We intended to find predictive markers in advanced gastrointestinal stromal tumor patients treated with sunitinib. Korean patients who received sunitinib after imatinib failure for advanced gastrointestinal stromal tumor were studied. Genotyping for KIT and PDGFRA were performed. An immunohistochemical stain for PDGFR-α, PDGFR-β, and vascular endothelial growth factor (VEGF) was performed. A total of 22 patients were analyzed. Their median age was 55.1 years, and the male to female ratio was 12:10. The response rate of sunitinib was 30.4% and the median progression-free survival (PFS) was 10.1 months. In the sunitinib treatment, VEGF expression was related to a favorable response (P=0.002) and long PFS (P=0.020) in univariate analysis. CD34 (P=0.023) and PDGFR (P=0.022) expressions were also related to long sunitinib PFS in univariate analysis. However, the genotype did not affect either response rate or the PFS of sunitinib. In conclusion, expressions of VEGF, PDGFR, and CD34 may have predictive value in sunitinib treatments.

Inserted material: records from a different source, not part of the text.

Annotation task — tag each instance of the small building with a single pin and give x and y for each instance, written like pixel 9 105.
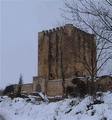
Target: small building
pixel 61 56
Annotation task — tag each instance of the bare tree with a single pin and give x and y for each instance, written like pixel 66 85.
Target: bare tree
pixel 95 17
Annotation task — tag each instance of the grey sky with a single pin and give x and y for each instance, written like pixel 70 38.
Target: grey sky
pixel 20 21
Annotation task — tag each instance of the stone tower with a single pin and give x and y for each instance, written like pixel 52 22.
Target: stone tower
pixel 61 52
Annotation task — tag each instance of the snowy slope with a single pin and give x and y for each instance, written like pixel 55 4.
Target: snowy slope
pixel 68 109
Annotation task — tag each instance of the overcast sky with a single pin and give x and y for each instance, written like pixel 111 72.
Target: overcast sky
pixel 20 22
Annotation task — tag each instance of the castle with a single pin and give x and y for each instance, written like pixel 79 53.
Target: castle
pixel 61 56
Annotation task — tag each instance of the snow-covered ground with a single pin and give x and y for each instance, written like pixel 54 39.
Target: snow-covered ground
pixel 68 109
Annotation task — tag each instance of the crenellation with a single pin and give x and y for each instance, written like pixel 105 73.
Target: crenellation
pixel 63 49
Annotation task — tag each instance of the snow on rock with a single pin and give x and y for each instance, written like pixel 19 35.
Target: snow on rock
pixel 67 109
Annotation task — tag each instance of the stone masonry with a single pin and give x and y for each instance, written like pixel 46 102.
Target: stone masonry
pixel 61 55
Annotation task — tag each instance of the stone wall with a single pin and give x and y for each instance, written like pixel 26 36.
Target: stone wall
pixel 62 50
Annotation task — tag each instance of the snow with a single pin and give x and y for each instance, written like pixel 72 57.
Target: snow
pixel 67 109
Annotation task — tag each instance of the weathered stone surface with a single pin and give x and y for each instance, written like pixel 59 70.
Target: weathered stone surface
pixel 61 53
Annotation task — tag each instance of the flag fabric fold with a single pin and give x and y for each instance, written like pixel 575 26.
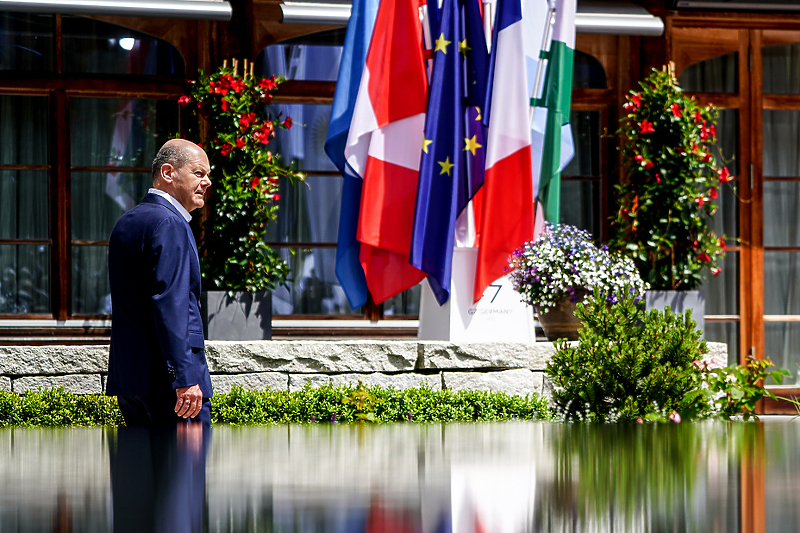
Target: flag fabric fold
pixel 384 145
pixel 356 44
pixel 452 163
pixel 507 212
pixel 553 110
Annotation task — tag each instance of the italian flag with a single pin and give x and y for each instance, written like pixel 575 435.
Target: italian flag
pixel 556 102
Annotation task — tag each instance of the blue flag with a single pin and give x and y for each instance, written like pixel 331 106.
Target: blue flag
pixel 356 45
pixel 451 169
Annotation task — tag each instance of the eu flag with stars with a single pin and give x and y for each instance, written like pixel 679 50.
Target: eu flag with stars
pixel 452 164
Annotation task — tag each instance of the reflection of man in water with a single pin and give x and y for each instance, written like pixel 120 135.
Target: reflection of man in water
pixel 158 479
pixel 157 366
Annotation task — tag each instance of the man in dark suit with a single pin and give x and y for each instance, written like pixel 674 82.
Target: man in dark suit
pixel 157 366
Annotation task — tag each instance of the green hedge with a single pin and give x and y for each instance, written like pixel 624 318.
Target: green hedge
pixel 55 407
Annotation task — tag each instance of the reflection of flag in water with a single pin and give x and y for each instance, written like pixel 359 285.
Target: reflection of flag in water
pixel 507 217
pixel 354 55
pixel 383 147
pixel 552 134
pixel 453 148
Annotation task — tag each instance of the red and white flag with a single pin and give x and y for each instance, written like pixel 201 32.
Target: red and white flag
pixel 507 211
pixel 384 147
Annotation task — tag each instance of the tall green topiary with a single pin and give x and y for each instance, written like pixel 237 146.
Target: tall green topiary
pixel 669 185
pixel 629 365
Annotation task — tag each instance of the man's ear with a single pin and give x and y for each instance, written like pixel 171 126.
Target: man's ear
pixel 166 172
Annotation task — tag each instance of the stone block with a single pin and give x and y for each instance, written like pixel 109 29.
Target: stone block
pixel 311 356
pixel 439 354
pixel 38 360
pixel 223 383
pixel 398 381
pixel 75 383
pixel 519 381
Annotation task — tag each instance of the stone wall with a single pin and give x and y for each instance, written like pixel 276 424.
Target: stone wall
pixel 514 368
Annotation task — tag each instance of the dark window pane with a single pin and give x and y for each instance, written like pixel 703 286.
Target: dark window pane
pixel 23 122
pixel 96 47
pixel 716 75
pixel 727 332
pixel 781 138
pixel 588 72
pixel 304 144
pixel 722 290
pixel 313 289
pixel 586 136
pixel 91 293
pixel 580 205
pixel 24 204
pixel 405 303
pixel 100 198
pixel 24 278
pixel 781 68
pixel 781 213
pixel 782 283
pixel 310 57
pixel 120 132
pixel 308 211
pixel 782 345
pixel 27 42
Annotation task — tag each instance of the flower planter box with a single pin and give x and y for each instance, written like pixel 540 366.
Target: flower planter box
pixel 245 316
pixel 678 302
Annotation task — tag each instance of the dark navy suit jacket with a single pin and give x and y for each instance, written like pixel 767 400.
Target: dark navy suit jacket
pixel 156 328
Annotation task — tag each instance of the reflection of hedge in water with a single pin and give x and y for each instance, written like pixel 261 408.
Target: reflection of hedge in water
pixel 55 407
pixel 643 477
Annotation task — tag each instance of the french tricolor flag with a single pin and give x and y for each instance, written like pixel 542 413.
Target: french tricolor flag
pixel 384 147
pixel 508 209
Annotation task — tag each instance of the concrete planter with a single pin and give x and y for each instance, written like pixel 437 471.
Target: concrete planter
pixel 243 317
pixel 678 302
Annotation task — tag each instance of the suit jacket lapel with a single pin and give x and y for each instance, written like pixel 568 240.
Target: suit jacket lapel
pixel 156 199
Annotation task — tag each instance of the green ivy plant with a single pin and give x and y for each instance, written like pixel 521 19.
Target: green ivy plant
pixel 669 185
pixel 236 128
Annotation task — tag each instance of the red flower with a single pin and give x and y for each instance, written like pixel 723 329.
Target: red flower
pixel 246 119
pixel 268 83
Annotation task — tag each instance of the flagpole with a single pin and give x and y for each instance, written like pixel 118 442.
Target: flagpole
pixel 488 22
pixel 551 10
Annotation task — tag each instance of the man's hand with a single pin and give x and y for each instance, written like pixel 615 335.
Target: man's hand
pixel 190 401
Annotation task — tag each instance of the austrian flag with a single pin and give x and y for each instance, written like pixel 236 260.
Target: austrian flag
pixel 384 147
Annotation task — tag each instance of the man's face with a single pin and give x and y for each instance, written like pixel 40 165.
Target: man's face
pixel 191 181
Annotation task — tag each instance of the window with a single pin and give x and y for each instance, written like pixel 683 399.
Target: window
pixel 75 155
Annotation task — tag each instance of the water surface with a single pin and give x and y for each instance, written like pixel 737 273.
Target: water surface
pixel 508 477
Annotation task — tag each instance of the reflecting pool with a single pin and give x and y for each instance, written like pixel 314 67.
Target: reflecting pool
pixel 508 477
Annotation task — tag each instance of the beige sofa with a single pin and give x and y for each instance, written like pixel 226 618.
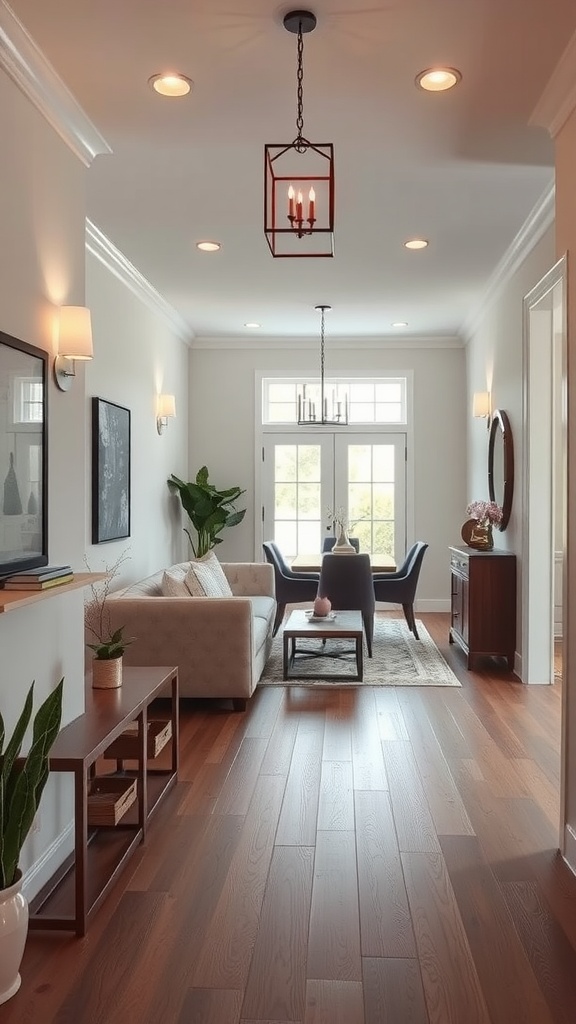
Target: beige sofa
pixel 219 644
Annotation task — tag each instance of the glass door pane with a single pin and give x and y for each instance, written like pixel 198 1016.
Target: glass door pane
pixel 297 489
pixel 370 482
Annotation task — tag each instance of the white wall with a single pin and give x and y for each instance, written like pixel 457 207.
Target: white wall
pixel 42 226
pixel 223 433
pixel 136 357
pixel 566 243
pixel 42 231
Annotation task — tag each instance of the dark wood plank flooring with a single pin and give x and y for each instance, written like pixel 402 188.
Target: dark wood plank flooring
pixel 348 856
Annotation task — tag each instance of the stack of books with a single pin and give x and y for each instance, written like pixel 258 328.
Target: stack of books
pixel 40 579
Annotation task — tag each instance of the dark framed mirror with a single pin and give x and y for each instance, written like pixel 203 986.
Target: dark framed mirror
pixel 501 465
pixel 24 456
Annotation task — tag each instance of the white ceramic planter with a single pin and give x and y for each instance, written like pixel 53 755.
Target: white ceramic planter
pixel 107 674
pixel 13 931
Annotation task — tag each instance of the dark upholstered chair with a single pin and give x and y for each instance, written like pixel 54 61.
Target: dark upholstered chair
pixel 346 580
pixel 291 587
pixel 400 588
pixel 329 543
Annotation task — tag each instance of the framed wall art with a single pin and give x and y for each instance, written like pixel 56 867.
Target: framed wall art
pixel 111 471
pixel 24 456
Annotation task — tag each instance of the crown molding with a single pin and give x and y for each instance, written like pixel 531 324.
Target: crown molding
pixel 104 250
pixel 559 98
pixel 29 69
pixel 538 221
pixel 242 344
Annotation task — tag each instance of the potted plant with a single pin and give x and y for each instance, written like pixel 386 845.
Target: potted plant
pixel 209 510
pixel 110 645
pixel 22 782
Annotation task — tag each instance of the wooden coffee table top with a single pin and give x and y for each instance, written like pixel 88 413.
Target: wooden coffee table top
pixel 345 624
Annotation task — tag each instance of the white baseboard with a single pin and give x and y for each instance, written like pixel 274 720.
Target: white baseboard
pixel 43 869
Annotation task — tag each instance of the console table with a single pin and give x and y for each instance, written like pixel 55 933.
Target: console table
pixel 78 888
pixel 483 603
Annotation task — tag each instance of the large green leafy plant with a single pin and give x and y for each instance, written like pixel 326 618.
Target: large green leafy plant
pixel 22 781
pixel 209 510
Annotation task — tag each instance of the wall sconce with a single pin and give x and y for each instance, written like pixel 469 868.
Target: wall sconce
pixel 166 408
pixel 75 342
pixel 482 406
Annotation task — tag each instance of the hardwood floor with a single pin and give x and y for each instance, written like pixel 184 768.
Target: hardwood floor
pixel 352 856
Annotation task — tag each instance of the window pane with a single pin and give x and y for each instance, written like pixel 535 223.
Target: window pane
pixel 388 413
pixel 282 391
pixel 383 501
pixel 285 497
pixel 383 468
pixel 309 501
pixel 309 462
pixel 285 467
pixel 360 462
pixel 362 392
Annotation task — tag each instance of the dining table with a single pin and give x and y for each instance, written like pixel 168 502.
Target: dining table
pixel 312 562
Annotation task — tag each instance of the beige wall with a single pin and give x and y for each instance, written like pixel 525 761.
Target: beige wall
pixel 42 226
pixel 224 408
pixel 136 356
pixel 566 243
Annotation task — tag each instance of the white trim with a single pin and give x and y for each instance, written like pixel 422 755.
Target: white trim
pixel 442 341
pixel 559 98
pixel 52 858
pixel 24 61
pixel 534 227
pixel 568 849
pixel 104 250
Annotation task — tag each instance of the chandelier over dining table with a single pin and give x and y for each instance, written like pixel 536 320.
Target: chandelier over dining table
pixel 299 178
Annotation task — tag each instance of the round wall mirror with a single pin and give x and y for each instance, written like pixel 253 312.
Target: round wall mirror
pixel 501 465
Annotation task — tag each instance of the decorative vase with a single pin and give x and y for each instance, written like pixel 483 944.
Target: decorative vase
pixel 107 673
pixel 13 930
pixel 482 538
pixel 342 545
pixel 322 606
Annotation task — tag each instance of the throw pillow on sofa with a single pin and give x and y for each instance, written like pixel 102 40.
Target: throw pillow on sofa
pixel 207 576
pixel 173 582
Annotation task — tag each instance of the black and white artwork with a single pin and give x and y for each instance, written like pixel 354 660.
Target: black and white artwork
pixel 111 471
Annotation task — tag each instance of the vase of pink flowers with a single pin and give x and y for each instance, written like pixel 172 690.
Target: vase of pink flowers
pixel 485 515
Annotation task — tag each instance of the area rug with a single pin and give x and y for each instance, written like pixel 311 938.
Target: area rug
pixel 398 659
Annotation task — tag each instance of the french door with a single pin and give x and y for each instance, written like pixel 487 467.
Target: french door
pixel 305 474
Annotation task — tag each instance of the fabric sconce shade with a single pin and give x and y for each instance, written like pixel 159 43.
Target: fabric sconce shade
pixel 166 409
pixel 75 342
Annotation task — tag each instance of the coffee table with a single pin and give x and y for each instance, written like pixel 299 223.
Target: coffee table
pixel 344 625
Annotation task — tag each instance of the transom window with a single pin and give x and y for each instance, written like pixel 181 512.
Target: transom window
pixel 370 400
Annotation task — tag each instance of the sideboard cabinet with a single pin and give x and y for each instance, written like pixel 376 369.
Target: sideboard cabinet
pixel 483 603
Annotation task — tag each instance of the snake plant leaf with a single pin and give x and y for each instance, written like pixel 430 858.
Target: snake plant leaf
pixel 19 799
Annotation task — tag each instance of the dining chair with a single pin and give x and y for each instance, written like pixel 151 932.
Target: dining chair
pixel 291 587
pixel 346 580
pixel 400 587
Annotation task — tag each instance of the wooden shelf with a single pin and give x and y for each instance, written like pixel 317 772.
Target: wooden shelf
pixel 11 599
pixel 73 895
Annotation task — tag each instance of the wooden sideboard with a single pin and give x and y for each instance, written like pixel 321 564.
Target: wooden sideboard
pixel 483 603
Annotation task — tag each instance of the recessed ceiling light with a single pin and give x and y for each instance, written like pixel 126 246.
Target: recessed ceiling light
pixel 438 79
pixel 415 244
pixel 171 84
pixel 208 247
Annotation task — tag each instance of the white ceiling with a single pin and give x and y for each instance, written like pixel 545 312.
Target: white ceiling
pixel 462 169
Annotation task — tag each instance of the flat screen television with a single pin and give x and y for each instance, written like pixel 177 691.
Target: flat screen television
pixel 24 456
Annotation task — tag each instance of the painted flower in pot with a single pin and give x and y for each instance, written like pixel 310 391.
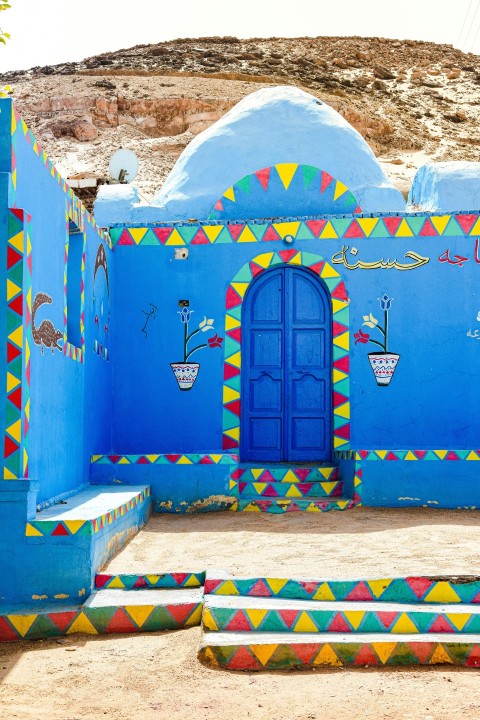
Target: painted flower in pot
pixel 383 363
pixel 186 372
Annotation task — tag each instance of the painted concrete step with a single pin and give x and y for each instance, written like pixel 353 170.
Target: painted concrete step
pixel 106 611
pixel 285 472
pixel 300 651
pixel 129 581
pixel 414 589
pixel 329 488
pixel 283 505
pixel 243 614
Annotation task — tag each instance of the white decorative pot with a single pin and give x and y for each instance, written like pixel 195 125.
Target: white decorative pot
pixel 383 366
pixel 185 374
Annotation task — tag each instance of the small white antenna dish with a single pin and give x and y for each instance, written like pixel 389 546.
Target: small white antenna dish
pixel 123 166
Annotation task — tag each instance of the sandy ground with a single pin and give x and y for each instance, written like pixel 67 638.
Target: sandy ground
pixel 157 676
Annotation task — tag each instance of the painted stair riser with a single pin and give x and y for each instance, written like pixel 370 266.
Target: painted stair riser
pixel 284 505
pixel 394 590
pixel 138 582
pixel 290 619
pixel 274 652
pixel 287 490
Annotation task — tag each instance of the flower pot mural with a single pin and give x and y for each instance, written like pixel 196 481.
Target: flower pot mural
pixel 186 372
pixel 383 362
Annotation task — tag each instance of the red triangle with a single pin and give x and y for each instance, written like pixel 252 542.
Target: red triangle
pixel 316 226
pixel 7 634
pixel 200 238
pixel 12 352
pixel 339 624
pixel 181 612
pixel 326 180
pixel 121 623
pixel 343 364
pixel 366 656
pixel 466 222
pixel 263 177
pixel 236 334
pixel 60 531
pixel 260 589
pixel 125 238
pixel 62 620
pixel 235 230
pixel 230 371
pixel 354 231
pixel 287 255
pixel 162 234
pixel 271 234
pixel 419 585
pixel 340 292
pixel 288 617
pixel 427 230
pixel 12 257
pixel 392 224
pixel 360 592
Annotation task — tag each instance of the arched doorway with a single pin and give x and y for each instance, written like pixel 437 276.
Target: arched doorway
pixel 287 368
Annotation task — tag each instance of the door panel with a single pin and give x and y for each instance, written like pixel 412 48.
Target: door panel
pixel 286 376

我们旨在寻找接受舒尼替尼治疗的晚期胃肠道间质瘤患者的预测性标志物。对伊马替尼治疗失败后接受舒尼替尼治疗的晚期胃肠道间质瘤韩国患者进行了研究。进行了KIT和PDGFRA基因分型。对PDGFR-α、PDGFR-β和血管内皮生长因子(VEGF)进行了免疫组织化学染色。共分析了22例患者。他们的中位年龄为55.1岁,男女比例为12:10。舒尼替尼的缓解率为30.4%,中位无进展生存期(PFS)为10.1个月。在舒尼替尼治疗中,单因素分析显示VEGF表达与良好的缓解(P=0.002)和较长的PFS(P=0.020)相关。CD34(P=0.023)和PDGFR(P=0.022)表达在单因素分析中也与舒尼替尼较长的PFS相关。然而,基因分型并未影响舒尼替尼的缓解率或PFS。总之,VEGF、PDGFR和CD34的表达可能在舒尼替尼治疗中具有预测价值。